Latvian violinist Baiba Skride made a solid debut at the Kennedy Center Concert Hall with Sergei Prokofiev’s Violin Concerto no. 1 in D major. The celebrated dream-like opening (tellingly, sognando in the score) came from a far away place, and was sparingly and alluringly played, conveying a sense of ethereal mystery. The sparing quality served her less well in some of the all-out passages that followed: they called for a more punched-out, importunate sound: the part about which David Oistrakh reports Prokofiev as saying “play it as though you’re trying to convince someone of something”. At times, in the first movement, I felt that her virtuosity could have been flung down with more abandon, but there was much rhythmic drive, some excitingly frenzied double-stops, and a strong visual line between her and the conductor, and by extension the orchestra. At the movement’s end, when the dreamlike state is restored, there is a moment of magical musical connection between harp, violin and flute. It sounds thoroughly silvery without being at all clichéd. I thought the silver here could have done with more polishing to bring out its shimmering quality.

The second movement Scherzo is as unforgiving a rhythmic tour de force as it is possible to get. Skride let rip rather more here, effectively mastering the illusion that the music is running away with itself, all the while retaining control. Tension was created effectively with eerie sliding scales. The third movement Moderato started out a little taut but unwound into full-blown lyricism. Occasionally I thought the sound could be pressed out more, massaged, as it were, until it almost hurts. There is an ache, a painfulness, in this movement, which needs to be given liberty to express itself.
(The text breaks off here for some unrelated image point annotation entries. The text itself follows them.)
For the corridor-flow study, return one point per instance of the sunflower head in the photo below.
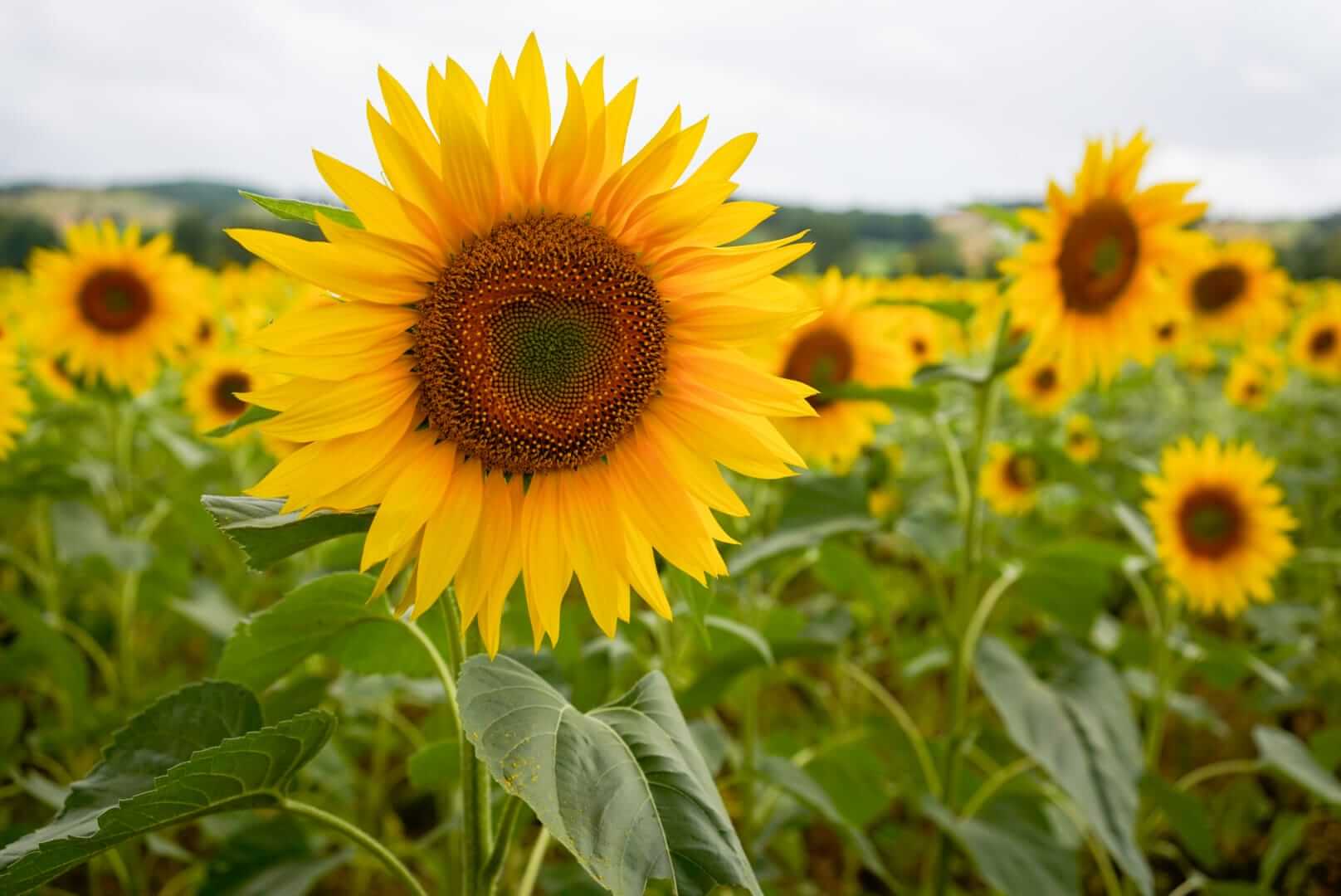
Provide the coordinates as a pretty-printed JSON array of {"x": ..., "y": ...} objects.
[
  {"x": 539, "y": 350},
  {"x": 1090, "y": 287},
  {"x": 1010, "y": 479},
  {"x": 1219, "y": 523},
  {"x": 1232, "y": 293},
  {"x": 1080, "y": 441},
  {"x": 851, "y": 341},
  {"x": 113, "y": 306},
  {"x": 1040, "y": 385},
  {"x": 1316, "y": 345}
]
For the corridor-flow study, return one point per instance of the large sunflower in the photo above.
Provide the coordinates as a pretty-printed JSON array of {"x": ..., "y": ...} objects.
[
  {"x": 1232, "y": 293},
  {"x": 1316, "y": 345},
  {"x": 15, "y": 402},
  {"x": 537, "y": 363},
  {"x": 1010, "y": 479},
  {"x": 111, "y": 304},
  {"x": 1090, "y": 287},
  {"x": 1219, "y": 524},
  {"x": 851, "y": 341}
]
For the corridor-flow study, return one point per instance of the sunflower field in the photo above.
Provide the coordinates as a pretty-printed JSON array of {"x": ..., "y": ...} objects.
[{"x": 530, "y": 522}]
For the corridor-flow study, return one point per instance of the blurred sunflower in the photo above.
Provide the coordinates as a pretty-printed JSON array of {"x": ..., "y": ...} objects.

Sibelius’ Symphony no. 2 in D major is unquestionably a work which is serious of purpose, and Masetro Järvi, clearly very comfortable with such thoroughly earnest music, brought out an aptly heavy fullness of sound from the orchestral desks. Whether the work is a programmatic evocation of Finnish nationalism and independence struggles or not is a controversial question (probably not, although this did not prevent the claim from being at the time by a conductor and close friend of the composer’s, Georg Schnéevoigt). Still, the integration of a folksong idiom marks this out as a work of nationalist spirit if not actual representation.

The finest quality of tonight’s interpretation was its weightiness of sound. There was a lot of heavy bowing this evening, in fact, which suited the predominant style. The bassoons in the Andante were suitably lugubrious: a lot of rumblings in the lower register set forth the drama of this striking movement. The complete change of tone, instrumentation, volume and key when the violins lead with their melody wasn’t, however, as effectively rendered. They sounded a little heavy, as if they couldn’t quite shake off what they were doing well, so as to do something altogether different. Again, the trio of the scherzo was occasionally on the ponderous side of languorous, and the terrifyingly-paced scherzo itself sounded a little terrified rather than controlled. But by the finale, we had a true liberation of the ‘fortes’ and a powerfully-worked climax.